I think without any special precautions you would get about 40dB - 50dB isolation from pins on one side of a 5x5 QFN to the opposite side, up to a few GHz. You can simulate it with FastCap and FastHenry from MIT, if you are very patient. If you solder little metal walls onto the PCB and add lids to make shield cans, then I think you could achieve a lot of isolation between different shield cans. As long as you are not looking for too much isolation within a single shield can, you should be able to achieve good isolation overall. Be careful not to share a single power supply rail between the different attenuator stages. Use filtering, separate regulators, etc. as necessary. Similarly put plenty of filtering on the control lines and re-buffer any logic lines using the clean power supply for the buffers if necessary. All of these precautions are used on cellphone chips to prevent coupling from one circuit to another.
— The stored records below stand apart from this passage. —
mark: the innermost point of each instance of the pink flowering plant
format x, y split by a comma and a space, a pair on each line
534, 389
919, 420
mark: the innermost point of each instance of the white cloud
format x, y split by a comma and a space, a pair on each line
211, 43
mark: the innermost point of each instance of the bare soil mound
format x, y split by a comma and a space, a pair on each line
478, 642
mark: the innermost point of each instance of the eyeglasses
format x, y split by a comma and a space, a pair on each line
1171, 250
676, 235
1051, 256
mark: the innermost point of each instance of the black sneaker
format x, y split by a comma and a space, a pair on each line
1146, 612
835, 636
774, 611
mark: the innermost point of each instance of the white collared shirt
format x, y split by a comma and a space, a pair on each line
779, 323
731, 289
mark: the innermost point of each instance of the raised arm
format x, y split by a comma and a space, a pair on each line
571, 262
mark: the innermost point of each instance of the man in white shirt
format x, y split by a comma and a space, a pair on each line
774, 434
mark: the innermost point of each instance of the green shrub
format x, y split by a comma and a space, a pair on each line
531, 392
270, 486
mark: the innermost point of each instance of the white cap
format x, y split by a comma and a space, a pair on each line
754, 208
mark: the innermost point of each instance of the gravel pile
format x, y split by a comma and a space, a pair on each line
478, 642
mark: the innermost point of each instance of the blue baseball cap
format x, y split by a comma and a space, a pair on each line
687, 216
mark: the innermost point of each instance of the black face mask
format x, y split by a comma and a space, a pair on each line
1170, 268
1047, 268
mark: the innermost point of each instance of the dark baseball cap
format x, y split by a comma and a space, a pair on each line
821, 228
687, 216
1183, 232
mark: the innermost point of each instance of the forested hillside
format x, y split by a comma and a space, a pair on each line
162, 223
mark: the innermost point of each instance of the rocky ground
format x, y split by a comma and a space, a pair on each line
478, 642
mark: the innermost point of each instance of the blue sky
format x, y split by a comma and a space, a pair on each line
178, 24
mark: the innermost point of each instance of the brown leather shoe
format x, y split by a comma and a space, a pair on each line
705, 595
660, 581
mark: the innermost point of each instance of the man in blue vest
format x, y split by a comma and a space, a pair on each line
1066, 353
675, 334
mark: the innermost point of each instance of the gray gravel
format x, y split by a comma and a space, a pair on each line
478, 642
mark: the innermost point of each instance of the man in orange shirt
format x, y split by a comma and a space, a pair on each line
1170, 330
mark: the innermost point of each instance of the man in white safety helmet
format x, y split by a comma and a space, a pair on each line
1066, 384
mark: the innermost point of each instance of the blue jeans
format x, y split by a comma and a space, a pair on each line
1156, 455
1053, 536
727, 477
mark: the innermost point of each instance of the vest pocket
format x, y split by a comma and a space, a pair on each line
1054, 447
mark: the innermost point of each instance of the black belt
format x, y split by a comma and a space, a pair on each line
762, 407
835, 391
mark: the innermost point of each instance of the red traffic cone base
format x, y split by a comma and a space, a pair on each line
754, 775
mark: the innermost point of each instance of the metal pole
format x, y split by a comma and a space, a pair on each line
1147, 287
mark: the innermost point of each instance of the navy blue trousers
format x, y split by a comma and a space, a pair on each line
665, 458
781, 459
That is one option which might work for your situation, perhaps. You can feed such a signal current into a tap along a ladder attenuator, and if it is a good current source with high impedance then it won't change the impedance looking into the end of the attenuator ladder. The main advantage I see is that you need only one on/off switch per attenuator stage, instead of two change-over switches per stage as used in a typical mechanical attenuator. On the other hand the off-isolation of the switch matters a lot more so it might not be good in your application. I like that approach more for baseband circuits where switches that are off can have really good isolation.

A few of those Peregrine chips with little shield cans soldered onto your board would be my recommendation. At 300MHz you shouldn't have too much trouble. If you can find a chip with e.g. a single 0dB / 20dB step, then that might better for most of the stages, as you only need one finely adjustable chip. Having the capability for fine adjustment must add a lot of extra switch parasitics.